Unser Freund befand sich in einem Sturme der Aufregung; sein Verstand drohte stille zu stehen; er konnte nicht glauben, daß er nicht träume.

Münkhuysen bemerkte das wohl und sagte daher: »Kommen Sie herauf; Sie haben für das erste Mal genug gesehen, ich bin Ihnen eine Erklärung schuldig.«

Er führte Ernst in den Garten, der in herrlichen Anlagen sich an seinen Palast anschloß. Sie setzten sich in eine schattige Laube, von Blumen umduftet. Der Baron ließ eine Flasche Rheinwein bringen und bot dem Jüngling eine Havanna an, sich gleichzeitig eine solche ansteckend.

»Es ist bekannt,« begann er, »daß das Licht rund dreihunderttausend Kilometer in der Sekunde zurücklegt. Nun gibt es Sterne, die so weit von unserer Erde entfernt sind, daß ihr Licht tausend und noch mehr Jahre gebraucht hat, um bis zu uns zu dringen. Nehmen Sie an, Sie besäßen ein so scharfes Fernrohr, daß es Ihnen möglich wäre, zu beobachten, was auf einem solchen Sterne vorgeht. Dann würden Sie nicht etwa sehen, was heute auf ihm geschieht, sondern was vor etwa tausend Jahren dortselbst geschehen ist. Das Licht trägt die Bilder von allem, was da ist und geschieht, unaufhörlich durch den Raum; die Strahlen werden immer schwächer, weil sie sich auf immer größere Kreise verteilen, aber völlig verschwinden können sie nie oder doch erst in der Unendlichkeit, was etwa auf das gleiche herauskommt.

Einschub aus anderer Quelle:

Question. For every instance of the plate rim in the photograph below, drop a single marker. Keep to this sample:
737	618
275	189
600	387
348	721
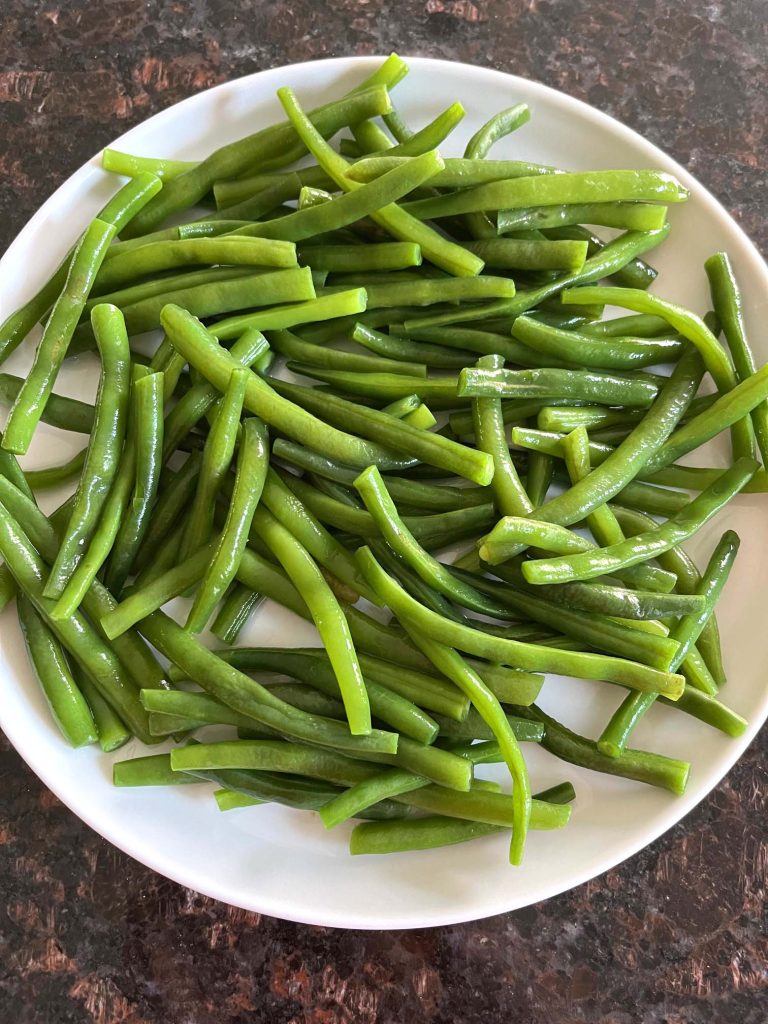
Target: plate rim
665	820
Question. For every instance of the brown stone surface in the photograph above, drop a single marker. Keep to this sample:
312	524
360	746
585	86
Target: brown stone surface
674	936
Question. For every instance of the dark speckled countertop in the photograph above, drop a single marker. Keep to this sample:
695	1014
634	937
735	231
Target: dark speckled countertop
674	936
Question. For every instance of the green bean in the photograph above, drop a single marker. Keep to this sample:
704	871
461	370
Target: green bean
325	307
328	617
691	328
154	769
253	152
399	436
592	597
394	347
614	256
147	398
727	302
438	250
457	173
554	189
431	530
33	395
654	769
577	347
357	798
510	495
213	299
68	706
630	216
296	517
104	446
304	351
171	503
709	710
727	411
68	414
217	456
626	462
53	476
372	488
583	385
686	632
118	211
607	560
164	285
635	326
413	493
249	697
312	667
439	391
75	633
528	656
131	165
345	259
249	482
158	256
451	664
228	193
526	254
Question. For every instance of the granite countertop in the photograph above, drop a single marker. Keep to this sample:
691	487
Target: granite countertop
675	935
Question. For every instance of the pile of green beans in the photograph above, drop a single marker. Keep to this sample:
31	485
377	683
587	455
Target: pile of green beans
212	476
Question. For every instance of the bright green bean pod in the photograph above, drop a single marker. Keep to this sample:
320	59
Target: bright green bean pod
254	152
511	498
582	385
67	704
726	300
328	617
580	348
524	655
104	446
687	631
33	395
554	189
217	456
294	347
75	632
53	476
444	254
159	256
614	256
606	560
249	482
147	398
110	727
120	209
630	216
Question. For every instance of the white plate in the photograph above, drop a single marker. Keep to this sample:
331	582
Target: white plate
282	862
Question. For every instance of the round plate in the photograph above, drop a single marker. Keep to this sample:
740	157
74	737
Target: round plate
282	862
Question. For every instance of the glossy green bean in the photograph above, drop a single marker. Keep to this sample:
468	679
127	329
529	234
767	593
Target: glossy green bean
104	446
147	398
605	560
615	255
438	250
554	189
582	385
120	209
68	706
293	347
33	395
249	482
217	456
527	656
254	152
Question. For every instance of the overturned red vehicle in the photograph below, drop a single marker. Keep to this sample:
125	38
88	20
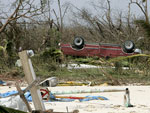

»Diese Erwägungen machten mich neugierig, die Vorgänge vergangener Jahrtausende auf den entferntesten Welten zu studieren; dazu benötigte ich aber ein Teleskop, gegen welches die größten Fernrohre unserer Zeit, das Lickfernrohr und das der Nizzaer Sternwarte, Zwerge sind. Ich sagte mir, daß in der Herstellung von Teleskopen nach dem bisherigen System ein bedeutender Fortschritt nicht mehr möglich sei. Die Linsen, die gegenwärtig für solche Instrumente geschliffen werden, sind so ungeheuer groß und ihre Herstellung erfordert so viel Zeit, Mühe und ängstliche Sorgfalt, daß man sich denken kann, es möchte noch die doppelte, die vierfache, vielleicht gar die zehnfache Größe mit der Zeit erreicht werden – aber dann muß es ein Ende haben: hundertfach oder gar tausendfach so große Linsen sind einfach undenkbar.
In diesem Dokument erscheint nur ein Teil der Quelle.